ミードの瞳、髪からは魔力を感じない。変質した訳ではないだろう。ジェイドの見知った色彩から変わらず、だからこそなお、それを尊いと思う。魔術師ならば誰もが、ミードの姿にそれを感じるだろう。世界からの、魔術師に対する祝福。祈りと、愛。
「……ジェイドくん」
ちいさな手が伸ばされる。母となってなお、幼さとあどけなさを残すてのひら。無垢な瞳が、真剣な感情を宿して、一心にジェイドを見つめている。指が、じゃれるように服を摘み、弱々しい力でそっと引く。

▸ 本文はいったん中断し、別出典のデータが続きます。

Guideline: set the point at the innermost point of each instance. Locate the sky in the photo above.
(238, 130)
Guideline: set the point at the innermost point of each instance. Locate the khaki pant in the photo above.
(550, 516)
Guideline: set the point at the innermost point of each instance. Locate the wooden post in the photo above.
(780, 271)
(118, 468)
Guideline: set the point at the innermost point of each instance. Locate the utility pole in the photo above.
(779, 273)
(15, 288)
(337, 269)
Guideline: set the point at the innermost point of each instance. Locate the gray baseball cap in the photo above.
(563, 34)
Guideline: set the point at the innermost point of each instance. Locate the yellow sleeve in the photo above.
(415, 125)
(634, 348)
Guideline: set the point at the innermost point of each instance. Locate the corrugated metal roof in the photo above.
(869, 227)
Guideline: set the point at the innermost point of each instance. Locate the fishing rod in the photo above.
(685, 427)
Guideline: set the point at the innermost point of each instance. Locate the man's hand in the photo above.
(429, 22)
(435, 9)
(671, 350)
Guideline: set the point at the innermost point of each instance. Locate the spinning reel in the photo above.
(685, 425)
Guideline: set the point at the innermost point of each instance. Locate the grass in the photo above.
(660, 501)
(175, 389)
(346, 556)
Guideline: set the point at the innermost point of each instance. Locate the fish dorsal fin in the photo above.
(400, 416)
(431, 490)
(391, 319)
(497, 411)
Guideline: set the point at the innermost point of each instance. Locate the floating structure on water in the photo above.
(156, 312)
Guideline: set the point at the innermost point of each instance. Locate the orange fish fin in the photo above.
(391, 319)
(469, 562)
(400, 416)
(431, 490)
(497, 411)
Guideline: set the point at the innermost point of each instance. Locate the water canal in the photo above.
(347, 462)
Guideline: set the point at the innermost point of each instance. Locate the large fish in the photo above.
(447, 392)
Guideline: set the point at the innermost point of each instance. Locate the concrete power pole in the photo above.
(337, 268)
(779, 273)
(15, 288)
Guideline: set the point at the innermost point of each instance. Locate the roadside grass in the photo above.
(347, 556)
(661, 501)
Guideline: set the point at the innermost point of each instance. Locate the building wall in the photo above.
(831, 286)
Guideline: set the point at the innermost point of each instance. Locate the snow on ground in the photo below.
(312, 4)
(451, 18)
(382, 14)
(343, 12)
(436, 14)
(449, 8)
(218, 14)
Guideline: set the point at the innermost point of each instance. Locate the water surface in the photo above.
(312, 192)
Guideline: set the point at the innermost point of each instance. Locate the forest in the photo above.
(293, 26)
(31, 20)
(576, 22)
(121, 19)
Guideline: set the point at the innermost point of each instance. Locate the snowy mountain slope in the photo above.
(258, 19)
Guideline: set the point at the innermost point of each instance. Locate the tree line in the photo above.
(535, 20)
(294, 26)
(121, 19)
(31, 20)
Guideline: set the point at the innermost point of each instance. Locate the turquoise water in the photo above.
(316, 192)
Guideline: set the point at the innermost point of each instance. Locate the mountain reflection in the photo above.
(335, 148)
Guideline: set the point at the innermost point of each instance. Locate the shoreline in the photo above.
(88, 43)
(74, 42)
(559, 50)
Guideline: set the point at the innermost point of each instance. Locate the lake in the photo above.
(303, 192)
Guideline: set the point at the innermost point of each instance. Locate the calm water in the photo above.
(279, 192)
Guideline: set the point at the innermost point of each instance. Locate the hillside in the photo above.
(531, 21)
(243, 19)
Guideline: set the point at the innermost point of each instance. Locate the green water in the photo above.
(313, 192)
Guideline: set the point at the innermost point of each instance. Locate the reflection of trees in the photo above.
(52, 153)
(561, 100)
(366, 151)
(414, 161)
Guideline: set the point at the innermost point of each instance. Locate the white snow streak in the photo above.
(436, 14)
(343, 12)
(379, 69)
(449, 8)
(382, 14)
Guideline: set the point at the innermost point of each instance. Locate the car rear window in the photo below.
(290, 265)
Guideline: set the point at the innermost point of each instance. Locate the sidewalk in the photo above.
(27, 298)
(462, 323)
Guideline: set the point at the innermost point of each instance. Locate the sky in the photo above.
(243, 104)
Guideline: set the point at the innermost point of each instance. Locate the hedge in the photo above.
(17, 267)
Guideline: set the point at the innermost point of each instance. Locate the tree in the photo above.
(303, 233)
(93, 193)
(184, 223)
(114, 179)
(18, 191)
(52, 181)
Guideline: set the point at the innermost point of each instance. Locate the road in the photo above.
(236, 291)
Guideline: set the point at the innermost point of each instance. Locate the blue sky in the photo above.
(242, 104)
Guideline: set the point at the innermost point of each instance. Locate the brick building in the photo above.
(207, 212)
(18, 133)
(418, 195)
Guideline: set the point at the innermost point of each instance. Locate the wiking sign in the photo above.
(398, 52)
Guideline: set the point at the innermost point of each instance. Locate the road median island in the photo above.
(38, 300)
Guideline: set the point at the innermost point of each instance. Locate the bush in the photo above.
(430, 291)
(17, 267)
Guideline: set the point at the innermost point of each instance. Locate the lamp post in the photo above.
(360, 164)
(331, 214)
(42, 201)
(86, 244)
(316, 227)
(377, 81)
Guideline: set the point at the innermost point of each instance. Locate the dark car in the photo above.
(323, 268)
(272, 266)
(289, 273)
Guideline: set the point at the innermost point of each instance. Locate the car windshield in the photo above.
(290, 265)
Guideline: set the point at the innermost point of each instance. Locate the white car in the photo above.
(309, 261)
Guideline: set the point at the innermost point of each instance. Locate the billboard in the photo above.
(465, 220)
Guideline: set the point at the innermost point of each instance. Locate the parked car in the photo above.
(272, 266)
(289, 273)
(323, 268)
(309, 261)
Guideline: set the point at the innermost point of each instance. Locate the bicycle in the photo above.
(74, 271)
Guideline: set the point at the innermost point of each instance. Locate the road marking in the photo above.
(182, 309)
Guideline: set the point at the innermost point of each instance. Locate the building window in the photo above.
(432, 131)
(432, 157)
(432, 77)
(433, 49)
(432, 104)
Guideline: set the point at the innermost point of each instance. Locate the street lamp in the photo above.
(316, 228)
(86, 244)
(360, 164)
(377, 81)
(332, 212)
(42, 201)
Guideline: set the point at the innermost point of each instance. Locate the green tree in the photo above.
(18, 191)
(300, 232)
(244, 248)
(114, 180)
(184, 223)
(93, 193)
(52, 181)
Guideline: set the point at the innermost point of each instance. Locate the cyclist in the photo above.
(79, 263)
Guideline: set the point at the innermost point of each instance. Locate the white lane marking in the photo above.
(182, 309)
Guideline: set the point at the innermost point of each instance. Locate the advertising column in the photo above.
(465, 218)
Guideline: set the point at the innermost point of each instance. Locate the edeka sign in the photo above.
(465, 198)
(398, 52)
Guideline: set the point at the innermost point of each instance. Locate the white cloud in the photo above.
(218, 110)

「あのね。わ、わたし、ね……わたし、しゆーちゃんには、なれないけど……」
でも、でも、あのね、と。『花嫁』はジェイドの胸の澱を察して、それに怯えさえしながら。それでも、強く前を向く意思で、泣きそうになりながらも言葉を紡いだ。
「しゆーちゃんが、大事なの……。だからね、しゆーちゃんが大事なものもね、大事でね、大事にね、したいの。大切なの。一緒に、大切にさせて、欲しいの……」
「……はい」
「わたしね、ジェイドくんに助けてもらった。そうでしょう?」
まっすぐに、視線が重ねられる。瞳が覗き込まれる。奥底まで。祝福のきらめきは、今も淡く輝いている。はい、と頷こうとしたジェイドに、『花嫁』は微笑んで首を横に振った。ちがうの、と告げられる。目を瞬かせるジェイドに、ミードはそっと手を伸ばした。
両手が、祈るように包み込まれる。
「そうじゃないの……。それも、だけど、そこからじゃないでしょう……?」
「ミードさま?」
「ずっと、最初から、ジェイドくんはわたしの……わたしの、『助け』だったの。わたし、ちゃんと知ってる。ラーヴェがわたしのところに来てくれたのは、ジェイドくんが、しゆーちゃんに選ばれたから。ジェイドくんが、諦めないで、魔術師さんをしながら『傍付き』をしてくれたから、わたし、しゆーちゃんと、おともだちになれた」
ほかにも、たくさん、あるでしょう、と。『花嫁』は、ようやっと祝福を返せた、というように、幸せに満ちた笑顔で言った。
「わたしが旅行に行っている時、ラーヴェがさびしくなかったのは、ジェイドくんがいてくれたから。わたしがいまも元気でいられるのは、ジェイドくんの妖精さんが、わたしを助けてくれたから。……いまのわたしがあるのは、ぜんぶ、ぜんぶ、ジェイドくんのおかげなの」
だから、ね。助けさせて、と『花嫁』が笑う。
「ジェイドくんの、助けになりたい。今度は、わたしが。……しゆーちゃんのね、しあわせが、もっとずっと、ずっと、続いて行くように。ジェイドくん、お願い。わたしにね、しゆーちゃんと、ジェイドくんを、助けさせて」
ふたりとも、だいじ。たいせつ。だいすきよ、と。心ごと差し出すような微笑みで、ミードが言った。そうだよ、と言葉少なく、ラーヴェが全てに同意する。君と、君たちのおかげで、今がある。だから。助けさせて欲しい。負い目に感じないで欲しい。どれだけ君と、君たちに助けられていたか。こういう風にしか返せないのが心苦しいくらいだ。
そんな、と言いかけて、ジェイドは口を手で塞いだ。それを否定してしまうことこそ、してはいけないことだった。言葉に迷い、俯きかけるジェイドに、当主が笑う。
「難しくないだろ、ジェイド? うん、って言えばいいんだよ。……ありがとうって、言えばいいんだ。それでいい」
「……うん。あ……ありがとう、ございます……?」
「あ、じぇいどくんったら、ぜんぜんわかってない! しかたないひと!」
もうっ、と『花嫁』が華やかに笑う。ありがとう、ありがとう、だいじょうぶだからね。いっしょにいるからね、ひとりじゃないからね。ひとりになんてしないからね、と。世界からの、魔術師に対する祝福。祈りと、愛の色彩を宿した『花嫁』が笑う。
すがるように、息を吸い込んで。ジェイドは、ちいさく頷いた。